Early in novelist Andrew Sean Greer’s new title, his protagonist, Greta Wells, experiences both a profound loss and a betrayal, one after the other. First, her brother dies of complications from AIDS, and then her boyfriend deserts her for another woman; the one-two punch leaves her unable to function. After trying antidepressants in hopes of eliminating the sadness she likens to an ever-elusive deep-sea creature, Greta resorts to electroconvulsive therapy in order to, as her doctor implies, “reset her brain.” The results of this treatment are the impossible lives of the novel’s title, as Greta begins living three different incarnations of herself in three different times—at the end of WWI in 1918, just before the U.S. entered WWII in 1941 and her current life in 1985.

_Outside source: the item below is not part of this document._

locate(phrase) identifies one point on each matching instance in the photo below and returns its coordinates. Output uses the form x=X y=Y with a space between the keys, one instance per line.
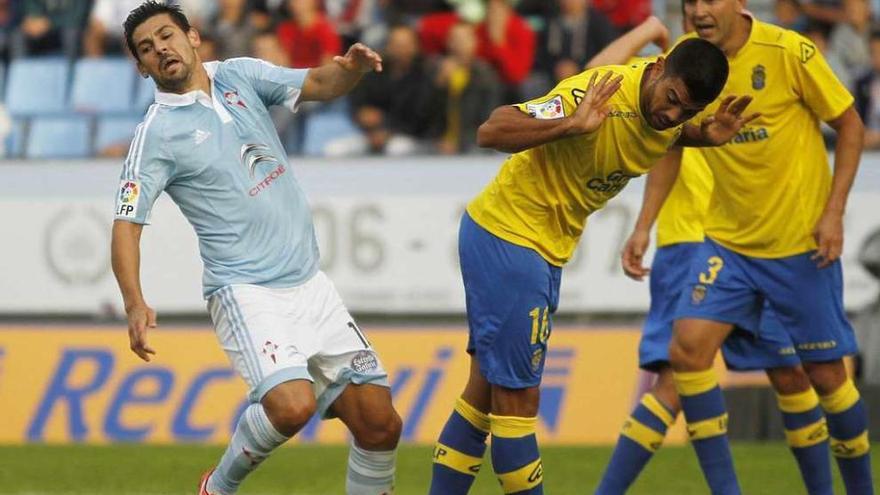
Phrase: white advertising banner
x=387 y=231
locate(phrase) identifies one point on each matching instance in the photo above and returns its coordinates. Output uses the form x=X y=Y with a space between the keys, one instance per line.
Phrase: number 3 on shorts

As in his The Confessions of Max Tivoli, the manipulation of time drives Greer’s latest. Though Greta moves from era to era, she remains in New York City throughout. Here is where Greer’s research really shines, as we see how the city changes in its fashions as well as its social manners and mores. Greer brings back buildings that have since been wiped off the present map, and reveals hidden doors within famed landmarks. His elegant and wistful prose follows Greta from existence to existence, but she must eventually choose one in which to remain.
Still, despite its inventive construction, the novel’s plot is disappointingly conventional. Certain damsels are created to be put in distress, and Greta is little more than a slate onto which the inherent helplessness of her situation is projected. Compared with the rich events happening around her and the complexity of the mechanics behind her time travel, the heroine comes across, at best, as a passive participant in her own life. In the end, the most unbelievable aspect of The Impossible Lives of Greta Wells is Greta herself.